A investigação do mínimo de exercícios que se pode fazer para melhorar a saúde é mais uma área em evidência. No mês passado, a jornalista Gretchen Reynolds, autora de uma das colunas mais lidas do jornal americano “The New York Times”, sobre fitness, alavancou o tema ao lançar o livro “The First 20 Minutes: Surprising Science Reveals How We Can Exercise Better, Train Smarter, Live Longer”, algo como Os primeiros vinte minutos: a surpreendente ciência que revela como podemos nos exercitar melhor, treinar de maneira inteligente e viver mais. Gretchen reúne estudos para provar que basta se mover em torno de vinte minutos diariamente para obter as alterações fisiológicas positivas do exercício. Ela defende que ter uma rotina ativa é mais fácil do que parece e dispensa, por exemplo, vincular-se a uma academia.
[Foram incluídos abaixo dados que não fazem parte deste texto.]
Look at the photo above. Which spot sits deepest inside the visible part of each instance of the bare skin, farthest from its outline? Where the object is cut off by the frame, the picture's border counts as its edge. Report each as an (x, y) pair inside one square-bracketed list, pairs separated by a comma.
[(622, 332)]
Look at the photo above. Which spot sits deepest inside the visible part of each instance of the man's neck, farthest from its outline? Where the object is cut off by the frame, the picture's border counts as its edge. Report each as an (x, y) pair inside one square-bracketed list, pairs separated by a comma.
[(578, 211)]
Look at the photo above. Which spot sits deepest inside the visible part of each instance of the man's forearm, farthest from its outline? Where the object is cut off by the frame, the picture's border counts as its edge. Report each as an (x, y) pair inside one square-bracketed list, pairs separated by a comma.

Também na Inglaterra, cientistas da Universidade de Exeter verificaram que bastam 15 minutos de caminhadas diárias para sofrer menos com a compulsão por doces. Isso seria resultado da redução no estresse proporcionada pela atividade. Com menos tensão, é menor a chance de o cérebro buscar mecanismos de compensação – nesse caso, nas guloseimas. Aqui no Brasil, os especialistas preferem aguardar mais tempo de estudos, mas veem com bons olhos notícias como essas. “Os trabalhos ainda são controversos”, diz Arnaldo Hernandez. “Mas, de todo modo, o ideal é fazer uma atividade contínua de 20 minutos com intensidade um pouco maior. Assim é possível ter os mesmos efeitos de um exercício mais longo de baixa intensidade”, diz.
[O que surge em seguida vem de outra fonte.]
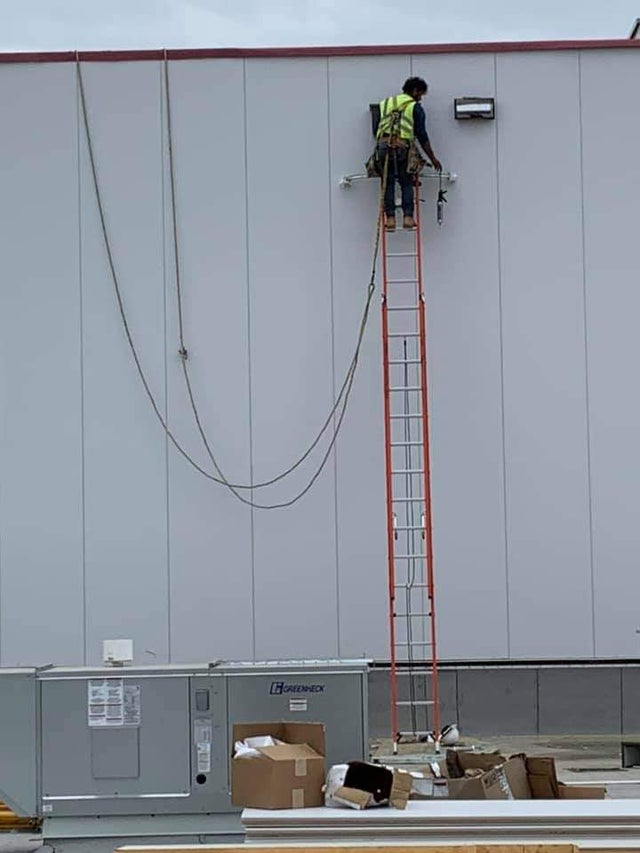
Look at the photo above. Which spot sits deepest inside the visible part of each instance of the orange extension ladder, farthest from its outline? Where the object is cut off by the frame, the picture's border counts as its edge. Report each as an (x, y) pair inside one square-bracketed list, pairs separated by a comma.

Já a ideia de que levantar cargas pesadas em treinos puxados é o único meio de ganhar músculos está sendo contestada por pesquisas feitas no Centro Médico da Universidade de Maastricht, na Holanda. “Um número maior de repetições com pesos leves é tão eficiente para construir músculos como o uso de pesos mais pesados com menor número de repetições”, disse a ISTOÉ Cameron Mitchell, que participou do trabalho. O que faz diferença, nas duas situações, é atingir o ponto de fadiga. “Mesmo com baixo peso, ela precisa ser sentida nas últimas duas a três repetições para estimular o fortalecimento dos músculos”, afirma a cientista.
Nos testes, foram constatadas perdas pouco significativas na musculatura das pernas entre os que mantiveram um treinamento regular. Isso ocorreu independentemente da idade, como ficou comprovado em exames de ressonância magnética do músculo quadríceps, situado na coxa. As imagens exibiam diferenças ínfimas na musculatura de um triatleta de 40 anos em comparação a outro, com 70 anos. A avaliação de um homem sedentário de 74 anos, porém, revelou uma quantidade de gordura muito maior e a de músculos, menor. “Quando se fala em envelhecimento, geralmente não se estuda o que os nossos corpos são capazes de fazer. Mas controlamos 70% desse processo”, disse Vonda Wright, coordenadora da pesquisa. No entanto, um novo estudo do mesmo grupo de pesquisadores revelou que o efeito só se aplica aos músculos estimulados. Na visão dos pesquisadores, isso deixa claro que de fato é necessário adotar planos de exercícios elaborados para preservar as funções musculares do corpo todo, o que uma única atividade não garante.